Jeff Barrett

Profile
- Position: End

Personal information
- Born: February 8, 1913 San Antonio, Texas
- Died: February 15, 1970 (aged 57) Corpus Christi, Texas

Career information
- College: Louisiana State University

Career history
- 1936–1938: Brooklyn Dodgers

= Jeff Barrett =

American football player (1913–1970)

Warren Jefferson "Jeff" Barrett (1913–1970) was an American football end.
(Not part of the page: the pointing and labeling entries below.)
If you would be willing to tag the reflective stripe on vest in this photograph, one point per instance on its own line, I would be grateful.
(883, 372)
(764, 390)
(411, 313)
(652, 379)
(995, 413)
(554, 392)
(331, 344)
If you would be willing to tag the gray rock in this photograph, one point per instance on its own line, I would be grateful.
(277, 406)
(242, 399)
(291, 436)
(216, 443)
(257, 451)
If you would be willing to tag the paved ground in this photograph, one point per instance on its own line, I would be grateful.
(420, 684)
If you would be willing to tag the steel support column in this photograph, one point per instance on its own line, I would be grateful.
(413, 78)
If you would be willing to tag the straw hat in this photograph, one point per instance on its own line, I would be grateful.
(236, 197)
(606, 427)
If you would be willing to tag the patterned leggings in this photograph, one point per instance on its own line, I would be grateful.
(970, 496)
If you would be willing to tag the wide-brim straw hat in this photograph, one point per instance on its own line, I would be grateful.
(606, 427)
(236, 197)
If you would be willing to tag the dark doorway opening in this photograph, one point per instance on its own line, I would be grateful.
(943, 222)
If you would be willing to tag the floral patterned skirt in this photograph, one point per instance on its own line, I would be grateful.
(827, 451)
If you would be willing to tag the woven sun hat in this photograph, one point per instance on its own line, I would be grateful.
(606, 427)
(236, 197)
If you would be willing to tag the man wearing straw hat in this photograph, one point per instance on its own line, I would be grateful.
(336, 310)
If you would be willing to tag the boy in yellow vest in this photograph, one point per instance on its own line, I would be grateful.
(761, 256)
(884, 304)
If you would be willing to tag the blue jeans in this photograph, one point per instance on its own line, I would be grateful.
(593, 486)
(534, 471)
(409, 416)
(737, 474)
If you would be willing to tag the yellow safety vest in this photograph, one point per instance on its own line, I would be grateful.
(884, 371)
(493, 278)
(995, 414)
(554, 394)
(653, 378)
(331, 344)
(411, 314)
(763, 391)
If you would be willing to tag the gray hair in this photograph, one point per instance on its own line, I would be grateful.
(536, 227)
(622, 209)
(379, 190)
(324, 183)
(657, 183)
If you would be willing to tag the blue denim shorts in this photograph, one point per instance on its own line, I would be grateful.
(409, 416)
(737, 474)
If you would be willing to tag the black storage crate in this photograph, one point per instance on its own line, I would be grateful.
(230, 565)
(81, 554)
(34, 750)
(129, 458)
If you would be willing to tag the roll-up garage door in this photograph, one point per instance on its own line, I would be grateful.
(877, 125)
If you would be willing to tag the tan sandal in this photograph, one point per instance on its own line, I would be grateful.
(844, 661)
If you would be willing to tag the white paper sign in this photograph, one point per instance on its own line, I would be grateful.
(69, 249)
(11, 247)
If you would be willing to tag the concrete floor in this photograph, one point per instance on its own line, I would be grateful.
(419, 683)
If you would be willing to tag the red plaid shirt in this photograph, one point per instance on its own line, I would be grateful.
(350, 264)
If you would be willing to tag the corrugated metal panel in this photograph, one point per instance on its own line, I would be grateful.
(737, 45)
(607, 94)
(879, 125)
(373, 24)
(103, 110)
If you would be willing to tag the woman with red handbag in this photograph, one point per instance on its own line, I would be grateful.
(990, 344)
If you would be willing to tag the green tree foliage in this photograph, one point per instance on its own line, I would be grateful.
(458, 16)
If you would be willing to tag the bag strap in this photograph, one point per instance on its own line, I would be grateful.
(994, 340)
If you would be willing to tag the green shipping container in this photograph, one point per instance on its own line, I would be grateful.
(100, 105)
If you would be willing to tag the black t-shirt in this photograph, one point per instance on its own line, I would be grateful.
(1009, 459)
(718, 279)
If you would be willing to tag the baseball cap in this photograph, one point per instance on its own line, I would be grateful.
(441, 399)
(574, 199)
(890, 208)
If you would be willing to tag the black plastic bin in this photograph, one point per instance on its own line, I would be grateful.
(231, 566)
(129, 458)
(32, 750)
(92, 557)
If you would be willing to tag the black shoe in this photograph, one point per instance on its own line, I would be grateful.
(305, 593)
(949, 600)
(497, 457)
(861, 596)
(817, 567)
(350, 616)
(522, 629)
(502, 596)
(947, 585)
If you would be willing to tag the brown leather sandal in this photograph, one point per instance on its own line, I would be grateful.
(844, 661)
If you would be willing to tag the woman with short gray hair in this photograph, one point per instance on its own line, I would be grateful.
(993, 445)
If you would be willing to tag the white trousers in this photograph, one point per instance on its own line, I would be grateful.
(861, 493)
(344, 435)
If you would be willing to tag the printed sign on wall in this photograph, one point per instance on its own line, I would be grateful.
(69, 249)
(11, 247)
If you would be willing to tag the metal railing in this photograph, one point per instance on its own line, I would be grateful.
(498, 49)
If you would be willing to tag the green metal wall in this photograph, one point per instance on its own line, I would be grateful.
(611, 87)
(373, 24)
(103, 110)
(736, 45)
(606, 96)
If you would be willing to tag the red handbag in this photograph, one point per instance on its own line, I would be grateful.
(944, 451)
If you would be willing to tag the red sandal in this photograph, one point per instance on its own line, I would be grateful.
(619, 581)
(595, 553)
Barrett was born in 1913 in San Antonio, Texas. He attended John H. Reagan High School in Houston and then enrolled at Louisiana State University. He played college football for the LSU Tigers football team from 1932 to 1935. He was captain of the 1935 LSU Tigers football team that won the SEC championship. He caught the game-winning touchdown pass in the closing minutes of the Tigers' 1935 victory over Auburn. He was rated as "one of the best all-around ends" the South ever saw, "quick and elusive" as a pass receiver, an "outstanding defensive player and a great blocker."

Barrett also played professional football as an end for the Brooklyn Dodgers. Over three seasons from 1936 to 1938, he appeared in 34 NFL games, 16 as a starter. Rated as "the best pass catcher" on the Dodgers team, he caught 47 passes for 934 yards, and scored 6 touchdowns.

Barrett died in 1970 at Corpus Christi, Texas.